Stockholm – Die Leichtathletik-Welt steht Kopf! Armand Duplantis, der unangefochtene König der Stabhochsprungdisziplin, hat beim Diamond-League-Meeting in Stockholm eine überraschende Niederlage kassiert. Vor heimischem Publikum, wo er einst einen neuen Rekord feierte, blieb der Superstar bei 5,80 Metern hängen und musste sich dem Australier Kurtis Marschall (5,90 Meter) geschlagen geben. Ein Schockmoment für Fans und Experten gleichermaßen.

Deutsche athleten zeigen gemischte leistungen

Deutsche athleten zeigen gemischte leistungen

Während Duplantis mit einer Leistung zu kämpfen hatte, die er selbst kaum erklären konnte, sorgten deutsche Athleten für Licht- und Schattenmomente. Malaika Mihambo, nach einem vielversprechenden Saisonstart, verpasste mit 6,85 Metern die Spitze im Weitsprung deutlich.
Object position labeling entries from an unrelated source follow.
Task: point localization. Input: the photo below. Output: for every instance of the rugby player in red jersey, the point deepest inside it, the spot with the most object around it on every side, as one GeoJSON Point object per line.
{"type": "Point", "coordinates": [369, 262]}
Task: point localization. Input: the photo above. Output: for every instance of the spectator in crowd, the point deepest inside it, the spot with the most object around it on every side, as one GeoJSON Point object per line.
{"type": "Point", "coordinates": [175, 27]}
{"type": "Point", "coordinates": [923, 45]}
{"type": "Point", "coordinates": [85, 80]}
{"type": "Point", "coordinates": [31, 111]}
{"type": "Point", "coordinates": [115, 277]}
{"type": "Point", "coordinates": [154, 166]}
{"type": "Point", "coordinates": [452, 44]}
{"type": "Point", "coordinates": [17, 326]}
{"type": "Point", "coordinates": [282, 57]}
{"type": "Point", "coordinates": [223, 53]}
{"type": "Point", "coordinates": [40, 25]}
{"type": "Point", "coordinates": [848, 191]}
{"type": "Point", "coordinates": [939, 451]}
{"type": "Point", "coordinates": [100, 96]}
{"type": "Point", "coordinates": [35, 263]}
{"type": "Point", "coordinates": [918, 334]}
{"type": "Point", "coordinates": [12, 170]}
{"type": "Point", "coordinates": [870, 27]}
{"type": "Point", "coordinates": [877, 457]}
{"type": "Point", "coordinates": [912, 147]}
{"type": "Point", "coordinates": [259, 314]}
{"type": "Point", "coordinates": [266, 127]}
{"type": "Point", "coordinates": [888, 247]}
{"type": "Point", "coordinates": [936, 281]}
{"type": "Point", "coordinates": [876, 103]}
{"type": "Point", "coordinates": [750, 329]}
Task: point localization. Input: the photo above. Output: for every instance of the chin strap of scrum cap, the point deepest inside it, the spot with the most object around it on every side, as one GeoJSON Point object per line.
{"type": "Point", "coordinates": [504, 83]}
Ihre Leistung war von technischen Fehlern geprägt, die sie selbst im anschließenden Interview bedauerte. „Ich habe zu viele technische Fehler gemacht und konnte das Potenzial nicht rausholen“, sagte Mihambo enttäuscht.

Ein Lichtblick war das Rennen über 3000 Meter Hindernis, in dem sowohl Lea Meyer als auch Karl Bebendorf überzeugten. Meyer kämpfte sich nach einem holprigen Start zurück ins Rennen und erreichte als Fünfte das Ziel in einer soliden Zeit von 9:13,67 Minuten und damit auch die Bestätigungsnorm für die Europameisterschaft. Bebendorf belegte einen starken siebten Platz in 8:14,13 Minuten und sicherte sich ebenfalls die EM-Norm. „Es war ein ganz gutes Rennen, aber anders als erwartet“, kommentierte Bebendorf zufrieden.

Die Kugelstoß-Olympiasiegerin Yemisi Mabry konnte sich hingegen mit 18,79 Metern nicht mit ihrer bisherigen Form anfreunden. „Mit der Platzierung bin ich zufrieden, aber die Weite ist nicht, was ich drauf habe“, erklärte sie nach dem Wettkampf. Die amerikanische Weltmeisterin Valarie Sion dominierte das Feld mit einer Wurfweite von 20,89 Metern und stellte einen Meeting-Rekord auf.

Die Niederlage von Duplantis wirft Fragen auf. War es die körperliche Erschöpfung nach einer langen Saison? Liegt es an der ungewohnten Atmosphäre vor dem Heimpublikum? Oder deutet es auf eine neue Konkurrenzsituation im Stabhochsprung hin? Die kommenden Wochen werden zeigen, ob der Superstar seine Form wiederfinden kann. Eines ist jedoch sicher: Der Sport lebt von solchen Überraschungen und unvorhergesehenen Wendungen.